One unfortunate theme running through arguments against US intervention in general is that of "ancient hatreds"--the idea that just because a given Third World state is corrupt, superstitious, and fractured at one point in time it has been that way since the dawn of recorded time and will continue to be so forever. In a review of a Allied intel officer's World War II memoir of occupied Naples, Kenneth Payne at Kings of War notes the parallels to Iraq and Afghanistan:
So are Italians naturally uncivilized? Anyone with a passing grasp of history gained from watching History Channel, PBS, and National Geographic can tell you otherwise. Furthermore, the US bore some responsibility for the mess through the both accidental and purposeful re-importing of criminal syndicates that Mussolini had largely crushed in his rise to power. We should debate the costs and benefits of stability operations missions, but make extra effort to refrain from the 19th century colonialist idea that peoples living in failed states are unusually rapacious and incapable of governing themselves.
"Criminality is rampant – military and medical provisions are lifted straight off the ship, copper wire is no sooner installed than stolen.
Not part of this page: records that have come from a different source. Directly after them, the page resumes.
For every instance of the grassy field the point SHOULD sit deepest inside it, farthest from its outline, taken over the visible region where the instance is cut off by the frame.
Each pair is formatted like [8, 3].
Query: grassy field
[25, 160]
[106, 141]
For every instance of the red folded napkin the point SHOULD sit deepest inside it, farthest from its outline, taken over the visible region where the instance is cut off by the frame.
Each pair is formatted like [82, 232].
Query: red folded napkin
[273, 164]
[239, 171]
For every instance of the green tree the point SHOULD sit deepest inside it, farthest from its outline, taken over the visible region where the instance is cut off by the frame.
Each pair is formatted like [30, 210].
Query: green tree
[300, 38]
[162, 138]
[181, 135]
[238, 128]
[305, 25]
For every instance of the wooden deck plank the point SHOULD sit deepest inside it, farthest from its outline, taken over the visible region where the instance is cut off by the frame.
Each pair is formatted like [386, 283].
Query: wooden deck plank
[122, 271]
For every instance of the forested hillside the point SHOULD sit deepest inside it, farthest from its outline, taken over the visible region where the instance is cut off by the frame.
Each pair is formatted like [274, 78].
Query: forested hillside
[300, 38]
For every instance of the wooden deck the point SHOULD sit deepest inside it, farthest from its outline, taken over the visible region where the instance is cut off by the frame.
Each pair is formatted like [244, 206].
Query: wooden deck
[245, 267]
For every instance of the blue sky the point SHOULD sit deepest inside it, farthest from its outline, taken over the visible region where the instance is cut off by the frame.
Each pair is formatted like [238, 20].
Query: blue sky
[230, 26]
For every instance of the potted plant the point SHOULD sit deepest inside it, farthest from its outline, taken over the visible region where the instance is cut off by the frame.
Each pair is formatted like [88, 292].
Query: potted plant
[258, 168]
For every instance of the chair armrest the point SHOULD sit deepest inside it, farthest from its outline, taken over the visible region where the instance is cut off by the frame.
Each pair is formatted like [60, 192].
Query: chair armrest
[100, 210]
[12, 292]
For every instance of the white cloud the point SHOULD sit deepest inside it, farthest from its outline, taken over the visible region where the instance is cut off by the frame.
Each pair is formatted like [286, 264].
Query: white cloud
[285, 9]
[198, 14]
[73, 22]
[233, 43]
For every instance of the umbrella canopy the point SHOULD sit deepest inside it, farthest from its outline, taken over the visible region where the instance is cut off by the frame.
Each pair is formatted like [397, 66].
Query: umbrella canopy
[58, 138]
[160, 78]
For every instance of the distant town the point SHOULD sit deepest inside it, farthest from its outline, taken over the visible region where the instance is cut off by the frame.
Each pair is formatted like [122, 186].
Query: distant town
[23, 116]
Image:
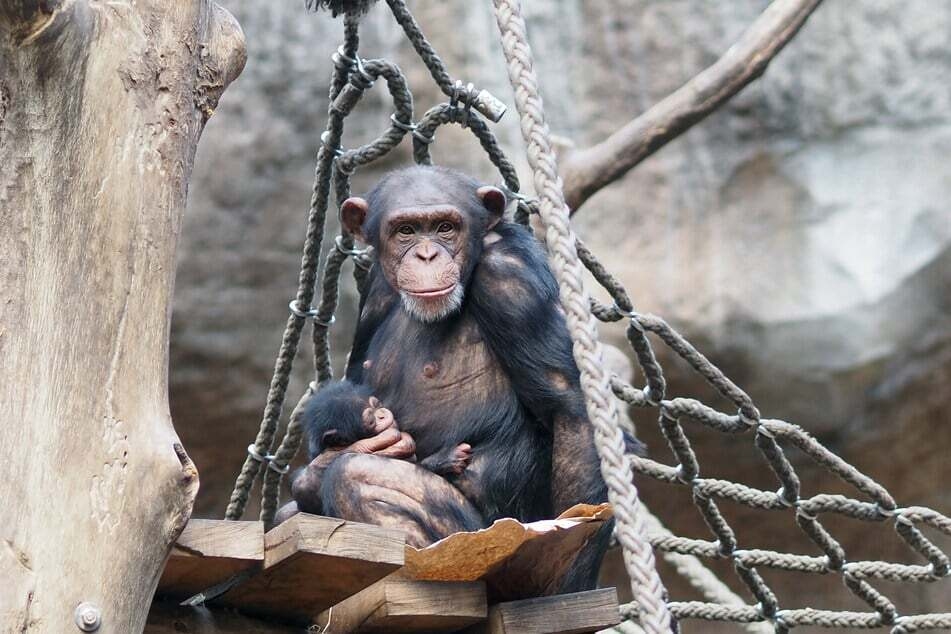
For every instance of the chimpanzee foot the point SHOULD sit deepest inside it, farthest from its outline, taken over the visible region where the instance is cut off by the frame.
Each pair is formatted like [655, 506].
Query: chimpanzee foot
[449, 462]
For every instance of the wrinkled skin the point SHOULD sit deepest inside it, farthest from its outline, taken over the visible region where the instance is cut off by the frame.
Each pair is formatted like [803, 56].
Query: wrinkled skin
[462, 402]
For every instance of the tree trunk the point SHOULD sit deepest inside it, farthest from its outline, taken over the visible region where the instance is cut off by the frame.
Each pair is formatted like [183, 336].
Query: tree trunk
[101, 107]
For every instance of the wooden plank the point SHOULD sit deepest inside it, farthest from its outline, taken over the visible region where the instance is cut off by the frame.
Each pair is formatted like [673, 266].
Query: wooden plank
[169, 618]
[312, 563]
[209, 552]
[401, 605]
[561, 614]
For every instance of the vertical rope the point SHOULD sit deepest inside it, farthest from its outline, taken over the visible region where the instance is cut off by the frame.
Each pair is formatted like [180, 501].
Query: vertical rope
[602, 409]
[305, 289]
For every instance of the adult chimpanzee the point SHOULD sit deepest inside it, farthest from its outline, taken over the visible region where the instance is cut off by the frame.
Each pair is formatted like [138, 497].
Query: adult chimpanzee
[462, 339]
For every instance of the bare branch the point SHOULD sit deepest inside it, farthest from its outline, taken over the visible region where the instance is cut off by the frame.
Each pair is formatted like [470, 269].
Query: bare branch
[23, 19]
[588, 170]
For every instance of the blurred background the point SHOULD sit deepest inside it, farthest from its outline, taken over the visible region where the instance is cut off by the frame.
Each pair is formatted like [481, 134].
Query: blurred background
[800, 236]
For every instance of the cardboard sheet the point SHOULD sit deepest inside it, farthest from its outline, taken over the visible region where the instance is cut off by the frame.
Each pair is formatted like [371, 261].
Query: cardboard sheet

Pervasive corruption extends to the provisional government, whose officials are deeply complicit in the huge black market. Armed groups patrol the countryside, raiding convoys and villages. Allied soldiers, in this case rapacious Moroccans, are captured by locals, tortured and decapitated. Flagellants march through the streets, beating their bloodied chests. Nascent democracy, imposed by the allies, produces great political fragmentation, extremist ideas, and politicized religion – nuns distribute bread in exchange for votes. Rumour and superstition are rife, as are hunger, disease and poverty."